Specifically, she found that their claims against Steward fell outside the Bankruptcy Court’s statutorily granted jurisdiction. Zobel therefore vacated the judgments against Steward and remanded with instructions to dismiss the executives’ claims.
“In short, [the executives’] claims do not fit into the narrow category of matters that ‘have no existence outside of the bankruptcy,’ … or that ‘could only arise in the context of a bankruptcy.’”
— 1st Circuit Judge Kermit V. Lipez
No ‘arising in’ jurisdiction
The Bankruptcy Code, 28 U.S.C. §1334(b), establishes federal jurisdiction over “proceedings arising under title 11, or arising in or related to cases under title 11.”
Thus, “in order for Appellants’ severance claims to fall within 28 U.S.C. §1334’s statutory grant of jurisdiction, the claims must ‘arise under,’ ‘arise in,’ or ‘relate to’ a case under title 11,” Lipez wrote.

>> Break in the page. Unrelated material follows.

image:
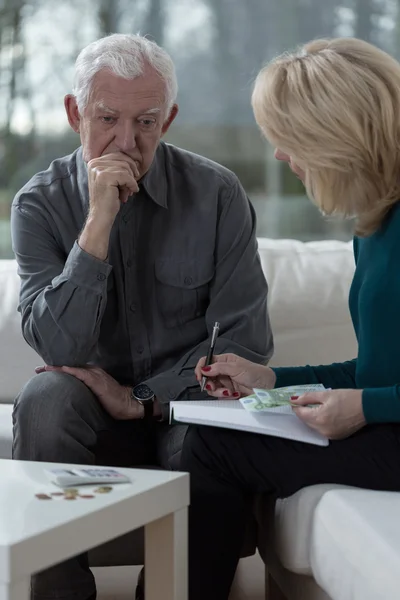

Proceedings “aris[e] under title 11” when the Bankruptcy Code itself creates the cause of action, said Lipez, adding that “[w]e have defined ‘arising in’ proceedings generally as ‘those that are not based on any right expressly created by title 11, but nevertheless, would have no existence outside of the bankruptcy.’”
By contrast, “related to” proceedings are those “which ‘potentially have some effect on the bankruptcy estate, such as altering debtor’s rights, liabilities, options, or freedom of action, or otherwise have an impact upon the handling and administration of the bankrupt estate,’” he explained.
The Bankruptcy Court judge concluded that jurisdiction existed solely on the basis of the retention of jurisdiction provisions in the sale order and the plan, which the 1st Circuit called an erroneous approach.
“[A] bankruptcy court may not ‘retain’ jurisdiction it never had — i.e., over matters that do not fall within §1334’s statutory grant,” Lipez stated.
The executives insisted, however, that their claims against Steward “arise in” a bankruptcy case because the asset purchase agreement was approved by the bankruptcy judge.
“This argument misapprehends the relevant law,” Lipez said, pointing out that 1st Circuit caselaw makes clear that for “arising in” jurisdiction to apply, the relevant proceeding must have no existence outside of the bankruptcy.
“[T]he fundamental question is whether the proceeding by its nature, not its particular factual circumstance, could arise only in the context of a bankruptcy case,” Lipez said.
“In other words, it is not enough that Appellants’ claims arose in the context of a bankruptcy case or even that those claims exist only because Debtors (Appellants’ former employer) declared bankruptcy; rather, ‘arising in’ jurisdiction exists only if Appellants’ claims are the type of claims that can only exist in a bankruptcy case,” he added.
The bankruptcy judge’s mere approval of the debtors’ sale of assets to Steward did not automatically create jurisdiction over all future contract disputes somehow related to the asset purchase agreement, Lipez said, adding that the appellants failed to identify any provision of the sale order itself or any related questions of bankruptcy law underlying their claims that would require interpretation by the Bankruptcy Court.
A court deciding the executives’ claims on the merits would need to perform only a state law breach-of-contract analysis, he said.
“Hence, the bankruptcy court did not possess ‘arising in’ jurisdiction over Appellants’ claims,” Lipez wrote.